For years in so many arenas I have repeatedly tried to overcompensate for this feeling. I hate not knowing. I'm discovering more and more I am very uncomfortable in this place. It leaves me feeling small inside. It leaves me on the front porch waiting for everyone else to return from the show.

Saturday, October 24, 2009

homage to my hips
by Lucille Clifton

these hips are big hips
they need space to
move around in.
they don't fit into little
petty places. these hips
are free hips.
they don't like to be held back.
these hips have never been enslaved,
they go where they want to go
they do what they want to do.
these hips are mighty hips.
these hips are magic hips.
i have known them
to put a spell on a man and
spin him like a top!

I discovered this wonderful poem today.
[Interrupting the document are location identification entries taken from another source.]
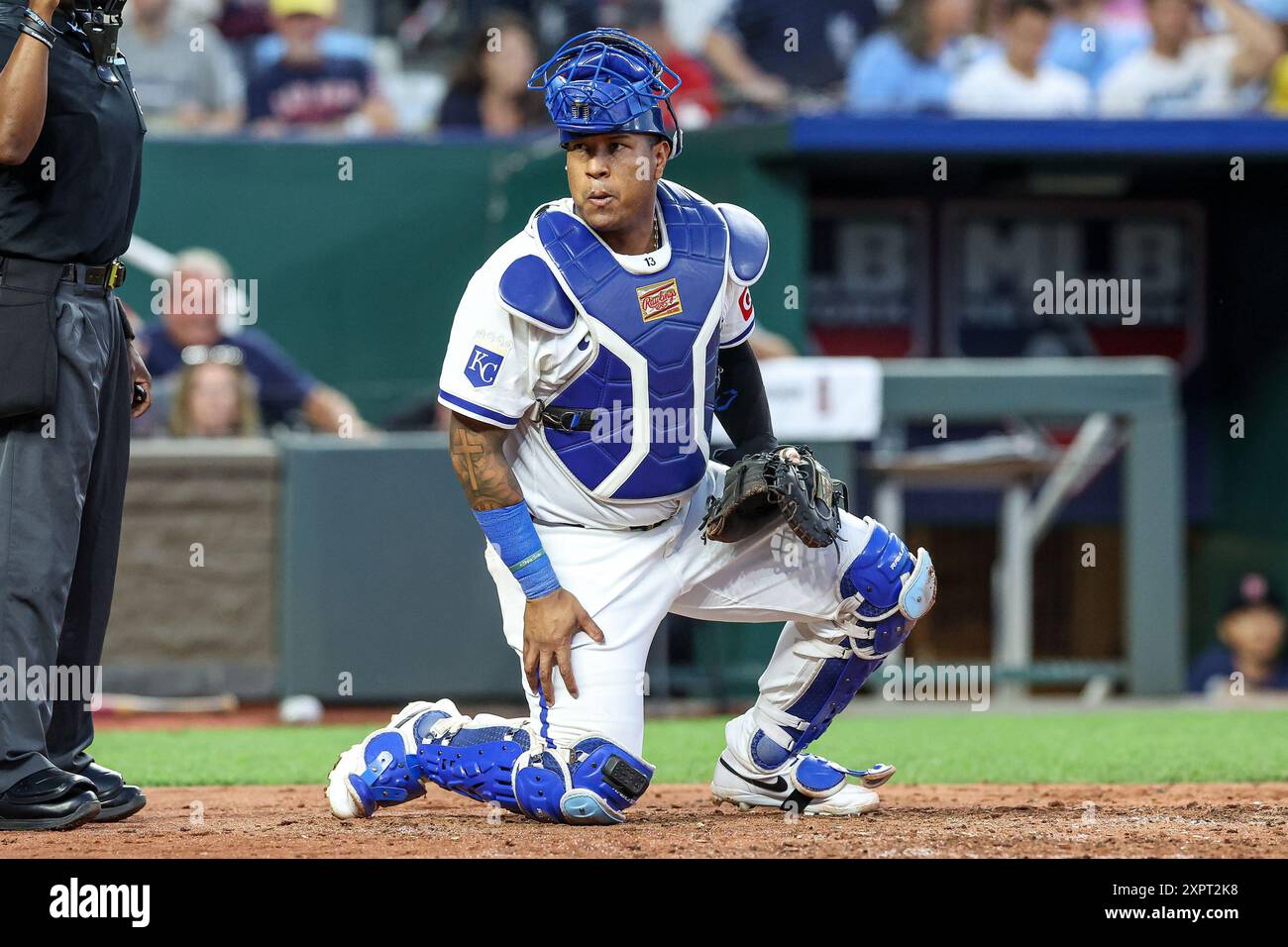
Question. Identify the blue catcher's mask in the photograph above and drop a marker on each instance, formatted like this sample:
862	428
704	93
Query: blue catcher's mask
606	80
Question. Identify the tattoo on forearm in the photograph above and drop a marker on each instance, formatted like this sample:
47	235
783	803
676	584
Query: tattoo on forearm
481	466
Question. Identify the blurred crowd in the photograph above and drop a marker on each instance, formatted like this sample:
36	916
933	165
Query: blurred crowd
408	67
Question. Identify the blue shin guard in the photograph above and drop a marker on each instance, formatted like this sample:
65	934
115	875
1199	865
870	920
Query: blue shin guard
501	762
885	590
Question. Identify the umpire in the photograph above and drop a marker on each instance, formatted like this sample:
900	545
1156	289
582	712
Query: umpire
71	140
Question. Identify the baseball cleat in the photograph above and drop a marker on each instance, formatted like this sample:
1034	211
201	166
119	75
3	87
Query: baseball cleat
382	770
807	785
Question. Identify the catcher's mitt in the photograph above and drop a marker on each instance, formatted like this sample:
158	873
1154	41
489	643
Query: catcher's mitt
765	487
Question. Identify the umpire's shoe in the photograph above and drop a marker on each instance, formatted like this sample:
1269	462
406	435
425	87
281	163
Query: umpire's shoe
50	799
119	800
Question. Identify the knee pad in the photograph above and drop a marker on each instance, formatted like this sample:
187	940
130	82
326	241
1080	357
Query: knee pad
497	761
885	590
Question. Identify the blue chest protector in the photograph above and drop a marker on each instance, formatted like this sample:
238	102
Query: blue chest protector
649	389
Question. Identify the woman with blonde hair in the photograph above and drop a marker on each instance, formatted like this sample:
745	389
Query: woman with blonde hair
215	398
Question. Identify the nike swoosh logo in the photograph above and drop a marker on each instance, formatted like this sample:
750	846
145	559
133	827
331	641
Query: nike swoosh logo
778	785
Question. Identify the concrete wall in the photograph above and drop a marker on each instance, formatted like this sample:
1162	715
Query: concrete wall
194	605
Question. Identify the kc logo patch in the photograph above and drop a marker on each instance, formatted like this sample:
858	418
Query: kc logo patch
483	367
658	300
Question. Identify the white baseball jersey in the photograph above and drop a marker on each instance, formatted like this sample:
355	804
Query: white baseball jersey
500	367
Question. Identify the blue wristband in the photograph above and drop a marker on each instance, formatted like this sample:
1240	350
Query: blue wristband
515	539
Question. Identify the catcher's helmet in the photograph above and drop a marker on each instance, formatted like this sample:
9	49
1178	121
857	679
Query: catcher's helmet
606	80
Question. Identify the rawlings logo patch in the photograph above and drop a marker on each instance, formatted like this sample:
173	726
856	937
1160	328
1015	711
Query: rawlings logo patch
658	300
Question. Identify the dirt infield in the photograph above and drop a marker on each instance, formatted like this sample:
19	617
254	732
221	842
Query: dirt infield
1243	819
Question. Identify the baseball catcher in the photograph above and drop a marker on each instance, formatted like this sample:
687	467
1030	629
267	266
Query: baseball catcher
588	361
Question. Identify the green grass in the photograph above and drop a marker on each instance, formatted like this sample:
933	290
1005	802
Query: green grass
995	746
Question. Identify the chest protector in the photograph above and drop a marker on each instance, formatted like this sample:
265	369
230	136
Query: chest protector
636	420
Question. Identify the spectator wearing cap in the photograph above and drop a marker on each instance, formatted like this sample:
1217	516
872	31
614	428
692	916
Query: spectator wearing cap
1249	641
911	65
309	90
184	75
1017	84
189	334
1186	71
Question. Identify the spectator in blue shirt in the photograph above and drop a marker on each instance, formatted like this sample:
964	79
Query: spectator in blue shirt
1085	42
1249	641
308	89
911	65
191	335
773	54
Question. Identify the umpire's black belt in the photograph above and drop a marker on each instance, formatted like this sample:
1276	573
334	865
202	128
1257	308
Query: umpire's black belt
108	275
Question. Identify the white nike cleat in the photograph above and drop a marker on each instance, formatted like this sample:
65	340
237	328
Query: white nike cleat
807	785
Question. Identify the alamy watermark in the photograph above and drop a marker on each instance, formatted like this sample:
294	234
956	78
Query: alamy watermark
944	684
191	296
38	684
666	425
1076	296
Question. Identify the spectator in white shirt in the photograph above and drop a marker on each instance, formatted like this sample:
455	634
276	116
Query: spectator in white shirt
1018	84
1188	72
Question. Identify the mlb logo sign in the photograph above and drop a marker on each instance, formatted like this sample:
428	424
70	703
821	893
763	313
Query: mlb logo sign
483	367
658	300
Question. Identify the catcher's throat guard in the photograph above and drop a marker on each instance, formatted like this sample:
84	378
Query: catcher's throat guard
101	22
606	80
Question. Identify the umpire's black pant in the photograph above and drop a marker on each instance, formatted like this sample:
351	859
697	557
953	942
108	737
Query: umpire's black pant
62	486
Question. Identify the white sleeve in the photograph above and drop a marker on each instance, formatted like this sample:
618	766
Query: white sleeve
739	315
485	372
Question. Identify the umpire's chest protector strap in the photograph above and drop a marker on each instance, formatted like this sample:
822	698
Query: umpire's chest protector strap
748	244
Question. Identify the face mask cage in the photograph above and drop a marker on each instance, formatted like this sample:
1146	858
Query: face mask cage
101	24
606	80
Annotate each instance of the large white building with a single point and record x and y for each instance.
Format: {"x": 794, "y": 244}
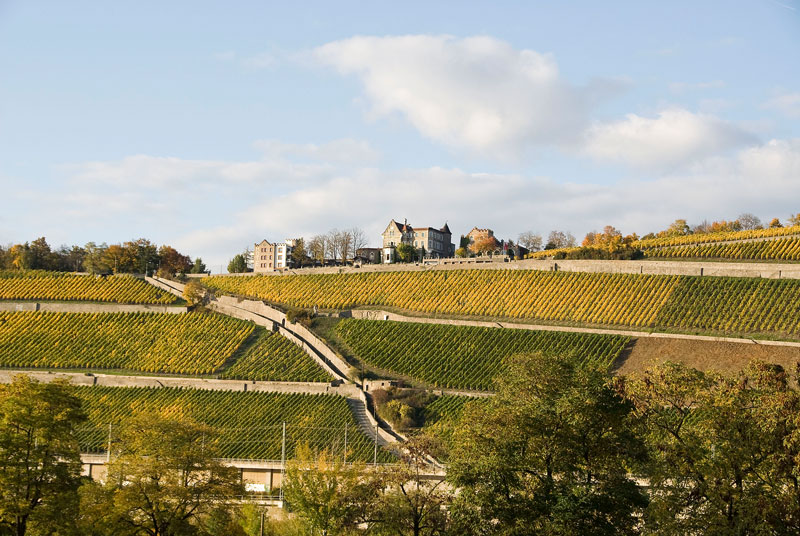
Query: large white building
{"x": 268, "y": 257}
{"x": 433, "y": 242}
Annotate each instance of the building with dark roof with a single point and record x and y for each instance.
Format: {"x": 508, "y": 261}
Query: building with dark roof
{"x": 429, "y": 241}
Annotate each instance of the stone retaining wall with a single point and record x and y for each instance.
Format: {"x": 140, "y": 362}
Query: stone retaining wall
{"x": 51, "y": 307}
{"x": 714, "y": 269}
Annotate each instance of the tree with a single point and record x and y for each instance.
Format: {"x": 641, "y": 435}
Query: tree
{"x": 299, "y": 255}
{"x": 411, "y": 504}
{"x": 676, "y": 228}
{"x": 723, "y": 449}
{"x": 358, "y": 240}
{"x": 560, "y": 239}
{"x": 172, "y": 262}
{"x": 194, "y": 292}
{"x": 333, "y": 245}
{"x": 40, "y": 462}
{"x": 530, "y": 240}
{"x": 198, "y": 267}
{"x": 163, "y": 480}
{"x": 317, "y": 248}
{"x": 237, "y": 265}
{"x": 405, "y": 252}
{"x": 484, "y": 244}
{"x": 550, "y": 452}
{"x": 329, "y": 495}
{"x": 749, "y": 222}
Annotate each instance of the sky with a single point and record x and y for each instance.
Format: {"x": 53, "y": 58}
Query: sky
{"x": 210, "y": 126}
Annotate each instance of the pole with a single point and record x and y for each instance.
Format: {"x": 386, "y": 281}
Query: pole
{"x": 283, "y": 460}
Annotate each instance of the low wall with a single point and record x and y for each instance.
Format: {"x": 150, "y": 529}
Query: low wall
{"x": 51, "y": 307}
{"x": 713, "y": 269}
{"x": 113, "y": 380}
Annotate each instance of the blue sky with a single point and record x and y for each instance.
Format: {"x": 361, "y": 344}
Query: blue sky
{"x": 210, "y": 126}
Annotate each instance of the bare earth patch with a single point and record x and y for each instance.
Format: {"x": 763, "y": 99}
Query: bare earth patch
{"x": 704, "y": 355}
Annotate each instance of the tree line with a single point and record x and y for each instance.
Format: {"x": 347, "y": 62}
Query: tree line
{"x": 562, "y": 448}
{"x": 134, "y": 256}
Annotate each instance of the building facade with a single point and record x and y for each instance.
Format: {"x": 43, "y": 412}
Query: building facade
{"x": 268, "y": 257}
{"x": 434, "y": 242}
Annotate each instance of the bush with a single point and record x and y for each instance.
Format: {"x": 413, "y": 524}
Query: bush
{"x": 301, "y": 316}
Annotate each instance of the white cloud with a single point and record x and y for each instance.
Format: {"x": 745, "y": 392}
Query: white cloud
{"x": 683, "y": 87}
{"x": 673, "y": 138}
{"x": 343, "y": 150}
{"x": 478, "y": 92}
{"x": 786, "y": 103}
{"x": 228, "y": 215}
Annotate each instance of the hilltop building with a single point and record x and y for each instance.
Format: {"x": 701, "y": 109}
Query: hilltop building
{"x": 434, "y": 242}
{"x": 268, "y": 257}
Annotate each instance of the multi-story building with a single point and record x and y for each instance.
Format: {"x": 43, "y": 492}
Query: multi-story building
{"x": 268, "y": 257}
{"x": 434, "y": 242}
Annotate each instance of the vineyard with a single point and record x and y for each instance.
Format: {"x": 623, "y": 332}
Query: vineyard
{"x": 696, "y": 239}
{"x": 446, "y": 408}
{"x": 275, "y": 358}
{"x": 249, "y": 424}
{"x": 780, "y": 249}
{"x": 59, "y": 286}
{"x": 190, "y": 343}
{"x": 740, "y": 306}
{"x": 463, "y": 357}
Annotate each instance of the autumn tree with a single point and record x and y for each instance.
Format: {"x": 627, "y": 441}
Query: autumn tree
{"x": 198, "y": 267}
{"x": 40, "y": 462}
{"x": 405, "y": 252}
{"x": 411, "y": 504}
{"x": 748, "y": 221}
{"x": 329, "y": 495}
{"x": 484, "y": 245}
{"x": 550, "y": 452}
{"x": 317, "y": 248}
{"x": 530, "y": 240}
{"x": 560, "y": 239}
{"x": 723, "y": 449}
{"x": 171, "y": 262}
{"x": 163, "y": 480}
{"x": 677, "y": 228}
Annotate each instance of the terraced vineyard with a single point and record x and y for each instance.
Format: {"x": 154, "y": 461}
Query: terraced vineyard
{"x": 690, "y": 240}
{"x": 250, "y": 424}
{"x": 463, "y": 357}
{"x": 780, "y": 249}
{"x": 446, "y": 408}
{"x": 59, "y": 286}
{"x": 737, "y": 306}
{"x": 189, "y": 343}
{"x": 275, "y": 358}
A day when my hips were on my mind. I wasn't necessarily celebrating them--until now!

Wednesday, September 30, 2009

Interviewed

Being interviewed reminds me of the playground and the image of me standing there waiting to be chosen for a team to play kick ball. I always wanted to yell, "I'm short but I can run really really fast!" Instead I would always stand there twiddling hoping I wasn't the last one selected. The job interview is a process I know is necessary; but I don't necessarily enjoy it. Today I decided to be as honest and as open as possible so my answers wouldn't sound canned. Well, I'm so diverse I wonder did I scare them away? They asked everything except for what I had for breakfast this morning. Who can stand rejection? No one! Who's patient enough to wait on the phone to ring? Not me! I told my mother today, "I don't have the patience of Job." (Job--job--pun not intended) I have fought for years to separate myself from that scared little clay colored girl with rust colored afro puffs standing against the wall of life, but inevitably she shows up every now and again.